Many people, when they imagine a museum, will imagine something like the Field Museum in Chicago or the Louvre. In most visitors’ minds, a museum is a place of dignity and culture, which makes statements about civilization (either western or a specific nonwestern cultural group) and offers visitors some mode of experiencing or learning something through artifacts or pieces of art. Typically, there is an aspect of museums all museum-goers expect, and that is truth. We expect that a painting from the Renaissance is a genuine Renaissance painting, that the Chumash arrowheads are genuine Chumash arrowheads, and that the ancient bog mummy is really an ancient bog mummy. The museum, we expect, is a place of authenticity.
But what of places which do not quite fit with the idea of a museum as pillars of dignity and authenticity?
Recently, I read a book titled Mr. Wilson’s Cabinet of Wonder: Pronged Ants, Horned Humans, Mice on Toast, and Other Marvels of Jurassic Technology by Lawrence Weschler, the 1996 winner of the Pulitzer for non-fiction. The book discusses the Museum of Jurassic Technology, located in Culver City, Los Angeles. I was interested not only because I like museums but also because, as a Los Angeles native rather proud of her awareness of the more obscure Los Angeles points of interest, I had never even heard of the Museum of Jurassic Technology, despite it being located a mere twenty minutes from my uncle’s house.
The Museum’s Storefront
The book itself begins as a discussion on the museum and its creator, David Hildebrand Wilson.

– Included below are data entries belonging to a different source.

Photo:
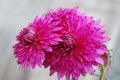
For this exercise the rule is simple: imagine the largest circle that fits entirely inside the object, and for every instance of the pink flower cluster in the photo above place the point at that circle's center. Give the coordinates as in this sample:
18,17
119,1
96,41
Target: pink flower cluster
66,40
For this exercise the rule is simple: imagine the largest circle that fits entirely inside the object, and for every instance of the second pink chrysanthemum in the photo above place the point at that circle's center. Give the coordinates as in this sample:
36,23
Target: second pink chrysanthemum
82,45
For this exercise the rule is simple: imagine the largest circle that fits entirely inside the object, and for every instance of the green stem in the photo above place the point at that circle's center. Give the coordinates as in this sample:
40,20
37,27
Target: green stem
104,67
73,79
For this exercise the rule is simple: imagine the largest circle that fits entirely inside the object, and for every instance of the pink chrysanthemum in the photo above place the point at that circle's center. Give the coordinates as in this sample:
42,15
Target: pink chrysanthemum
34,40
82,45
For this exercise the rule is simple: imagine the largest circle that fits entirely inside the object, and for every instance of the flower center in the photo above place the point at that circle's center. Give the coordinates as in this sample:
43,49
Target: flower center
69,42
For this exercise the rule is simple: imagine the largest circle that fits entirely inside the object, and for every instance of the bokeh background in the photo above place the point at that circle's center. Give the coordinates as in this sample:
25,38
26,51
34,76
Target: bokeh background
16,14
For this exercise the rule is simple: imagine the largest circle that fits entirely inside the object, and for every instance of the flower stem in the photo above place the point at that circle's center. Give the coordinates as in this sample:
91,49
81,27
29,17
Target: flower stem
105,67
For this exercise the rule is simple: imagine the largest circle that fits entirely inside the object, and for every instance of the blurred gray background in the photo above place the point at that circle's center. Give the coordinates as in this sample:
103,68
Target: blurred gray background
16,14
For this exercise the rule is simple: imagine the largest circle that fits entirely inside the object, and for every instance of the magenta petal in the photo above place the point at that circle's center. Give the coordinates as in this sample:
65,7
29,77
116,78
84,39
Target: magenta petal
99,60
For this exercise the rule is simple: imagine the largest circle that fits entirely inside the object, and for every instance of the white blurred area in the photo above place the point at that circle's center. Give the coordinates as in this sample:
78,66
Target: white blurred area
16,14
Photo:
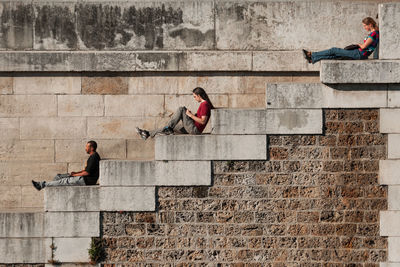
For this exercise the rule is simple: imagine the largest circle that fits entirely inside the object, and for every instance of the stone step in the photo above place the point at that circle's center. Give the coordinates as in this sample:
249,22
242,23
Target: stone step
154,173
24,250
211,147
26,224
389,223
360,71
389,172
270,121
318,95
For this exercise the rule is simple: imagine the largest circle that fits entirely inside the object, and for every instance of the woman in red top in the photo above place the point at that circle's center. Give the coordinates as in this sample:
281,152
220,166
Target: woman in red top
192,123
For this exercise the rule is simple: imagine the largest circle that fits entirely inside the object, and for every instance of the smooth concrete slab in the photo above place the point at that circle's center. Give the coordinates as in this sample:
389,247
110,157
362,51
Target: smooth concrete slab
360,71
160,173
23,250
389,30
72,224
26,224
389,122
127,199
389,172
261,121
211,147
70,250
318,95
389,223
72,198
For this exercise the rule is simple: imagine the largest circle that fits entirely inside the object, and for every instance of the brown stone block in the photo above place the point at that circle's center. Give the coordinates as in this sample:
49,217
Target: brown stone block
111,85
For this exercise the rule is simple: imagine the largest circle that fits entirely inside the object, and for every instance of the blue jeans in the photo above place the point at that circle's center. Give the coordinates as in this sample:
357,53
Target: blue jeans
334,53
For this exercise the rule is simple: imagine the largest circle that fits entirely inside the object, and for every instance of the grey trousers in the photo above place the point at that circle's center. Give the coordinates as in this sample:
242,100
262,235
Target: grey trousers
63,180
179,115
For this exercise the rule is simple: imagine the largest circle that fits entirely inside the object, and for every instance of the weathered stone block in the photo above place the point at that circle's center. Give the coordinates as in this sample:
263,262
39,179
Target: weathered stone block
112,85
146,173
389,222
211,147
389,31
28,106
134,105
252,121
80,105
317,95
74,150
388,121
360,71
53,128
388,174
72,224
21,224
71,250
127,198
72,198
47,84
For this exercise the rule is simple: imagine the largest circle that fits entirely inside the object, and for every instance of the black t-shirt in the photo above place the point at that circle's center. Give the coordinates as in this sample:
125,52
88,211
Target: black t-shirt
92,167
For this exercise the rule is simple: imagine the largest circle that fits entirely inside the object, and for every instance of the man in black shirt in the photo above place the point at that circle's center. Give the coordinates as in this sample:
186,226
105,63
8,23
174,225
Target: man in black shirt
88,176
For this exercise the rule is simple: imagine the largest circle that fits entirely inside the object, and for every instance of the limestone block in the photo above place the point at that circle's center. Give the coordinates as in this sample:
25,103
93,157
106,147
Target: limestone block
72,198
118,127
146,173
53,128
389,222
288,25
216,61
211,147
134,105
360,71
393,146
28,106
72,224
80,105
282,61
273,121
27,150
71,250
388,172
74,150
47,84
9,128
127,198
388,121
26,250
21,224
389,31
317,95
109,85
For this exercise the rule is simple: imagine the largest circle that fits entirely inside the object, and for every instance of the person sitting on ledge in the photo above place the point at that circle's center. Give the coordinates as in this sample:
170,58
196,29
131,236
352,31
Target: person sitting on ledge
88,176
360,51
192,123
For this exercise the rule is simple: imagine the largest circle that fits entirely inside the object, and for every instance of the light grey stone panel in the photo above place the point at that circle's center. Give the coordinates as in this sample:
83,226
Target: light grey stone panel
318,95
360,71
72,198
211,147
273,121
21,224
389,31
127,198
72,224
23,250
147,173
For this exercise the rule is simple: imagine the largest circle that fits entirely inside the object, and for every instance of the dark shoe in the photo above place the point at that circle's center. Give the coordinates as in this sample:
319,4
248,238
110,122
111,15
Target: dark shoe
143,133
37,185
307,56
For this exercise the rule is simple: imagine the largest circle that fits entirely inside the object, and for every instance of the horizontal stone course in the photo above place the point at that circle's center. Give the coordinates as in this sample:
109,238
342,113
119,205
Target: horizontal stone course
251,121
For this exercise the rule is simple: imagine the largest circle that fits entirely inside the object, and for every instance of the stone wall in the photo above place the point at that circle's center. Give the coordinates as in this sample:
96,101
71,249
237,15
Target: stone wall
315,202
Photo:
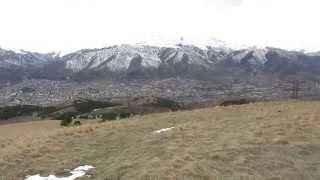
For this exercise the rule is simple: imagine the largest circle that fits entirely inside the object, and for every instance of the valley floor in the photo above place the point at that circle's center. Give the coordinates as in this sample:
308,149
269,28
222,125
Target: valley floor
267,141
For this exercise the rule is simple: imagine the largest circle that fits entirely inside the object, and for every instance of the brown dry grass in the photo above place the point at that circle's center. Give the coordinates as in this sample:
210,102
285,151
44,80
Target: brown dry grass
271,140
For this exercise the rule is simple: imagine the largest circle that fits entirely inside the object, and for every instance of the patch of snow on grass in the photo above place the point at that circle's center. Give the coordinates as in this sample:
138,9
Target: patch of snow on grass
76,173
164,130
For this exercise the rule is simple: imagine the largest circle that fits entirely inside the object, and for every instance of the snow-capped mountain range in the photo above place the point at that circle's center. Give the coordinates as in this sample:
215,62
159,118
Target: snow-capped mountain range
204,60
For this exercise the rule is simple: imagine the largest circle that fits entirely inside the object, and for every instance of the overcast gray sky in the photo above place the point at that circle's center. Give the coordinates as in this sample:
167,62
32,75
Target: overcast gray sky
67,25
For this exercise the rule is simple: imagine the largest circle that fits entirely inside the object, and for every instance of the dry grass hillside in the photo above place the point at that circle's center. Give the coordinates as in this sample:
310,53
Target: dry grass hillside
267,141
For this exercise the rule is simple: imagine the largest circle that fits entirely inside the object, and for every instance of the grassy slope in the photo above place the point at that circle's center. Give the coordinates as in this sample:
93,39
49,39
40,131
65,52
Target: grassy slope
265,140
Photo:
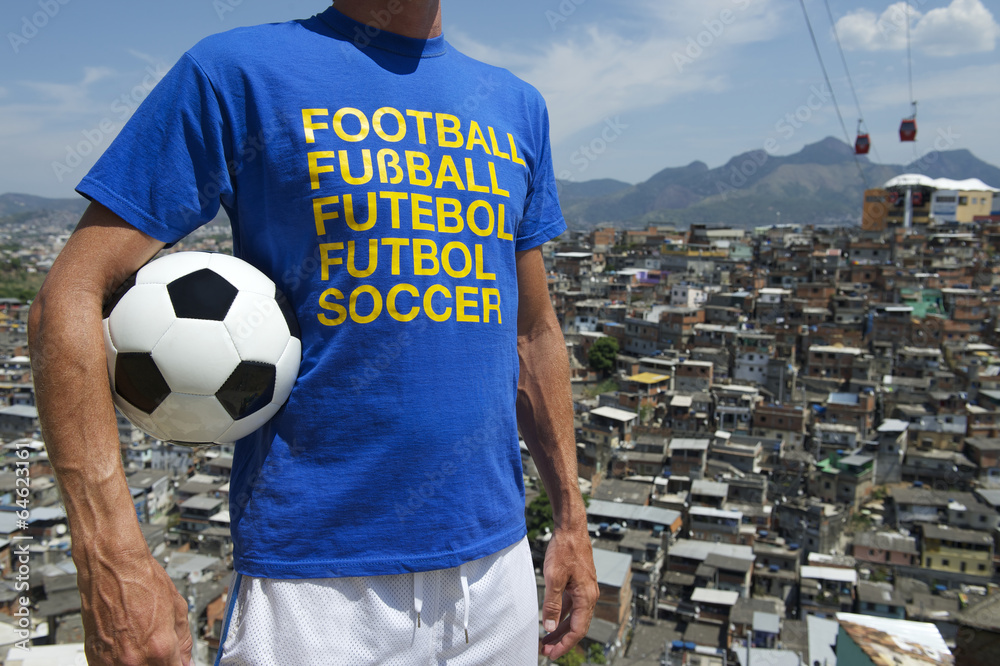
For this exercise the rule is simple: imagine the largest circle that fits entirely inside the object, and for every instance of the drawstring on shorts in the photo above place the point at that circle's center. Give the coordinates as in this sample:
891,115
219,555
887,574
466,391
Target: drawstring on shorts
418,593
418,597
465,597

The museum was created in the style of early European cabinets of curiosities, featuring an array of strange artifacts from across the world. Weschler describes some of the museum’s exhibits: a species of African stink ant afflicted by a spore which hijacks ant’s brain and causes it to grow a horn-like growth that then explodes to release more spores to infect other ants; humans with horns; and fruit pits carved into intricate sculpture.
Carved Fruit Pit on Display
The oddest thing about the Museum of Jurassic technology is that, while it is a museum, not all of its holdings are legitimately what they portend to be, and the museum makes no distinction between those and the ones which are real and “true.” The horned ants, for one, are not a fabrication. The Deprong Mori, bats alleged by the museum’s web feature to emit x-rays rather than high-pitched clicking for echolocation, are in fact inauthentic.
The Stink Ant of the Camaroon
While Weschler’s book did a lot to educate me on the topic of this strange place, I wanted to know more. Stranded two-thousand miles away from Los Angeles in the middle of the Midwest, I could not exactly make a visit, so I turned to articles and reviews posted online and scoured the museum’s website.
As a place designed as a cabinet of curiosities, the museum seems to ignore the majority of a century’s worth of museological developments. Cabinets of curiosity were created as places full of artifacts lacking defined categorical boundaries, including archaeological finds, artwork, relics, items of natural history, geological specimens, and ethnographic pieces. These objects were frequently fakes placed in the cabinet with little scholarly intent. Today, museums love boundaries; everything has its provenience, and God forbid something fake be presented as real. The Museum of Jurassic Technology, while designed as a cabinet of curiosity, introduces itself on its website as “an educational institution dedicated to the advancement of knowledge and the public appreciation of the Lower Jurassic.” It does not define “Lower Jurassic,” which helps to clue any potential visitor into the idea that a visit to this “museum” is not going to resemble a visit to the Museum of Natural History. It makes one almost wonder why it’s considered a museum in the first place.
The Museum of Jurassic Technology is something of an experiment in presenting the authentic and the inauthentic as equally true to demonstrate an idea far larger than “Look at all these items; aren’t they interesting?” The point of the museum is best expressed by Edward Rothstein for his feature on the museum in the New York Times: “This is actually a museum about museums. It takes the forms of one—the lighting, the labels, the scholarly references—and uses them to inspire wonder not just at the objects (real or invented) but at the nature of museums themselves, the way they select items from the world and allow us to recognize them as strange and wonderful.”
The Museum of Jurassic Technology challenges the preconceived model we have of the authentic museum, but it also manages to transcend the cabinet of curiosities by speaking to a human truth. Rothstein notes in his feature a “devout homage being paid to the world and to what we make of it.” It is a celebration of the human by subverting human preconception. It’s a place meant to inspire thought and appreciation of the things humans do and how we display those things. While many of its holdings would be considered fakes, they are not fakes in the context of the Museum of Jurassic Technology; they are items made by humans and presented in a way that is surprisingly honest within the context of the point the museum is trying to make.
In the twenty-five years of the museum’s existence, the museum’s status as a whole mish-mash of subversion, oddness, and honesty has allowed it to develop something of a cult following. Museum studies students regularly make pilgrimages to it. I myself, as a Los Angeles native, am planning to make my own pilgrimage when I return home for winter break, and I’m excited to see this place I’ve read so much about in person.